Sensitivity of reward dimension weights \(\lambda_k\): The paper does not thoroughly discuss weight sensitivity. Adaptive adjustment of dimension weights (e.g., based on per-dimension convergence rates) may yield further gains.
Chart domain only: Although PRPO's parallel optimization idea is general, experiments are limited to charts — validation in general multi-task VLM training is warranted.

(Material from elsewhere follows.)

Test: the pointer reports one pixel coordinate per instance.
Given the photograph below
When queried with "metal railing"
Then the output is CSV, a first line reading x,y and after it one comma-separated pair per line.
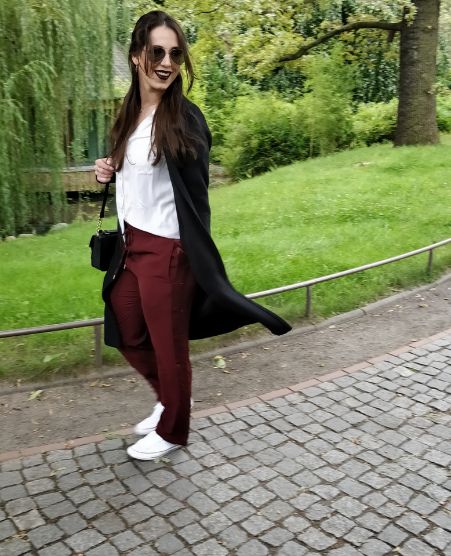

vs. GRPO/DAPO: GRPO uses group-level normalization but a single reward scalar. DAPO addresses entropy collapse but does not handle multi-dimensional conflicts. PRPO's key addition is "two-level parallelism" — across dimensions and data types.
vs. ChartReasoner: ChartReasoner applies SFT+GRPO for structured reasoning. PRPO does not modify the reasoning structure, only the optimization strategy — making it more lightweight and general.
vs. PPO/DPO: PPO requires an additional value model; DPO avoids the reward model but does not naturally accommodate multi-dimensional rewards. PRPO natively supports multiple dimensions within the GRPO framework.

Rating¶

Novelty: ⭐⭐⭐⭐ Dual innovation of parallel decoupled training + error injection evaluation, though Reward-PRPO is essentially standard multi-objective optimization decomposition.
Experimental Thoroughness: ⭐⭐⭐⭐ Dual validation on MCDR-Bench + ChartQAPRO with comprehensive comparisons to proprietary and open-source models, but lacks experiments on additional base models.
Writing Quality: ⭐⭐⭐⭐ Problem analysis is clear and mathematical derivations are rigorous, though Sections 3–4 are slightly redundant in structure.
Value: ⭐⭐⭐⭐ PRPO's parallel optimization idea offers general reference value for multi-dimensional RLHF training; MCDR-Bench fills the evaluation gap for chart deep research.